Combined Effects of Radiation and Oblateness on the Existence and Stability of Equilibrium Points in the Perturbed Restricted Four-Body Problem
Singh J and Vincent AE*
Department of Mathematics, Faculty of Science, Ahmadu Bello University, Zaria, Nigeria
- *Corresponding Author:
- Vincent Aguda Ekele
Department of Mathematics, Faculty of Science
Ahmadu Bello University, Zaria, Nigeria
Tel: +603) 6196 4053;
E-mail: [email protected]
Received Date: June 21, 2016; Accepted Date: March 15, 2017; Published Date: February 21, 2017
Citation: Singh J, Vincent AE (2017) Combined Effects of Radiation and Oblateness on the Existence and Stability of Equilibrium Points in the Perturbed Restricted Four-Body Problem. J Astrophys Aerospace Technol 5:139. doi: 10.4172/2329- 6542.1000139
Copyright: © 2017 Singh J, et al. This is an open-access article distributed under the terms of the Creative Commons Attribution License, which permits unrestricted use, distribution, and reproduction in any medium, provided the original author and source are credited.

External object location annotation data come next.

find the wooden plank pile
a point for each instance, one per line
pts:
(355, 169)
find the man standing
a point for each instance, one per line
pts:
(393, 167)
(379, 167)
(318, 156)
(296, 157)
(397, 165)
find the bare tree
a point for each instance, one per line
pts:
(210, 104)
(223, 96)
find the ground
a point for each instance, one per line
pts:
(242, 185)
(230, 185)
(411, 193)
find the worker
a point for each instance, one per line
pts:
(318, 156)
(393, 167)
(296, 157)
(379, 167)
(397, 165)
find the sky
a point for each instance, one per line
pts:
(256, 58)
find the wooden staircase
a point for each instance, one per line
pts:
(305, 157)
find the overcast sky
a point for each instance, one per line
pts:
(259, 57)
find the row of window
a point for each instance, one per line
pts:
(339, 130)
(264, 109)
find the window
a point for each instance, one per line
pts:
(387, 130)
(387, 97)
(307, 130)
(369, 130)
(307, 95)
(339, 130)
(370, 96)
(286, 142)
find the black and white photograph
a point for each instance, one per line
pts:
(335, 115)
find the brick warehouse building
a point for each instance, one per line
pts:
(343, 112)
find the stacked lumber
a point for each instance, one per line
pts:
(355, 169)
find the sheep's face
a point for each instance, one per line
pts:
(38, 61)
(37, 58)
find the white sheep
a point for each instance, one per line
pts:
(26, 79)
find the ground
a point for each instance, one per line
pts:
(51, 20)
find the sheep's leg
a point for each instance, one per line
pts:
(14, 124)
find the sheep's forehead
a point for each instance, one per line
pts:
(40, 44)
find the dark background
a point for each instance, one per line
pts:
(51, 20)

We study numerically the perturbed problem of four bodies, where an infinitesimal body is moving under the Newtonian gravitational attraction of three much bigger bodies (called the primaries). The three bodies are moving in circles around their centre of mass fixed at the origin of the coordinate system, according to the solution of Lagrange where they are always at the apices of an equilateral triangle. The fourth body does not affect the motion of the primaries. The problem is perturbed in the sense that the dominant primary body m1 is a radiation source while the second smaller primary m2 is an oblate spheroid, with masses of the two small primaries m2 and m3 taken to be equal. The aim of this study is to investigate the effects of radiation and oblateness parameters on the existence and location of equilibrium points and their linear stability. It is observed that under the perturbative effect of oblateness, collinear equilibrium points do not exist (numerically and of course analytically) whereas the positions of the noncollinear equilibrium points are affected by the radiation and oblateness parameters. The stability of each equilibrium points ( Li,i = 1,...,6) is examined and we found that points Li,i = 1,...,6 are unstable while L7 and L8 are stable.